DRAAGMOEDERSCHAP IN BELGIË

Draagmoederschap is in ons land niet verboden, maar wetgeving is er (nog) amper. Wie eraan begint, waagt zich in een schemerzone met veel rechtsonzekerheid.


Hoe zit het met de afstammingsregels?

De vrouw die het kind baart, is voor de wet de moeder, ook als het embryo dat bij haar werd ingeplant genetisch van de wensouders is. Dit houdt in dat de draagmoeder niet verplicht kan worden om het kind af te staan. Omgekeerd kunnen de wensouders niet gedwongen worden om het kind in hun gezin op te nemen.

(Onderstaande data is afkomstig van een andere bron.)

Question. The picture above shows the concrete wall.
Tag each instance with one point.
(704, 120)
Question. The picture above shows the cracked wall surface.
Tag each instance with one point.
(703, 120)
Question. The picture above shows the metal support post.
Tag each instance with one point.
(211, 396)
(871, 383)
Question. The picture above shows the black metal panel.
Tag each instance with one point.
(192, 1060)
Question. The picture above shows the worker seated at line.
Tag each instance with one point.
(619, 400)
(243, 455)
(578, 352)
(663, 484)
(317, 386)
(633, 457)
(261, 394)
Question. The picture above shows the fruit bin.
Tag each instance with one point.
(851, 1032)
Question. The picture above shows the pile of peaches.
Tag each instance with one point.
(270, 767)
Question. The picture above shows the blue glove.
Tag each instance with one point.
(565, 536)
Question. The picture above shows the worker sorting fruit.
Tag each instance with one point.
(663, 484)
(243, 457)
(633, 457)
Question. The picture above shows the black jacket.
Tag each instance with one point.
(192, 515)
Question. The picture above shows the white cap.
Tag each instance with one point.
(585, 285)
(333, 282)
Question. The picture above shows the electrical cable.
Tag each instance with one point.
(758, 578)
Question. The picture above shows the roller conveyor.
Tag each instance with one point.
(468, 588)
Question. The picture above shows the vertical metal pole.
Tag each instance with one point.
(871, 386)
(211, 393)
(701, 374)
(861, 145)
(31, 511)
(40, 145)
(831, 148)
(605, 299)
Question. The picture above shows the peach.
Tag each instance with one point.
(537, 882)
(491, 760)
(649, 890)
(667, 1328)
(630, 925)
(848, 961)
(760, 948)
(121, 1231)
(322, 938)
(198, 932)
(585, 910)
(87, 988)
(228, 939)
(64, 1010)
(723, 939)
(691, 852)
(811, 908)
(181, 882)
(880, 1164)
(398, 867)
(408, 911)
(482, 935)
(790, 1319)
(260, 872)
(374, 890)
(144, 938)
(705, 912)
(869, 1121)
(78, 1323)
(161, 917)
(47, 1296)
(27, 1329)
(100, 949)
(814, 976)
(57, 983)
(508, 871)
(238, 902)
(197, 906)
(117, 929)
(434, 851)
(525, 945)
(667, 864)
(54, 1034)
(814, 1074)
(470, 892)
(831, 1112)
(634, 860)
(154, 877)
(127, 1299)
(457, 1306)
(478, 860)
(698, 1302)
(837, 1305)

Hoe kunnen de wensouders de wettelijke ouders worden?

Is de draagmoeder ongehuwd, dan kan de wensvader het kind voor de geboorte erkennen, waarna de wensmoeder kan adopteren. In de andere gevallen wordt het kind door de draagmoeder ter adoptie afgestaan en starten de wensouders een adoptieprocedure op. Tot die rond is – en dat kan twee jaar duren – hebben ze nauwelijks rechten.


Hoe vaak komt draagmoederschap voor in België?

Er zijn geen exacte cijfers bekend, maar het komt vaker voor dan gedacht, ook omdat de verwekking soms in de privésfeer gebeurt, zonder medische begeleiding. Dat is alleen mogelijk bij zogenaamd laagtechnologisch draagmoederschap, waarbij de draagmoeder ook de genetische moeder is: het gaat om haar eigen eicel. Bij hoogtechnologisch draagmoederschap is de eicel van de wensmoeder. Deze procedure verloopt altijd via een fertiliteitscentrum en wordt pas opgestart na een grondige medische en psychologische screening.


Is er een wet op komst?

Er zijn in de loop der jaren al verschillende wetsvoorstellen geweest, omdat er nood is aan een wettelijk kader om een en ander in goede banen te leiden. Maar een wet is er nog niet. Waar de verschillende politieke partijen het over eens zijn, is dat draagmoederschap in geen geval een commerciële aangelegenheid mag zijn. Alleen altruïstisch draagmoederschap is toegestaan.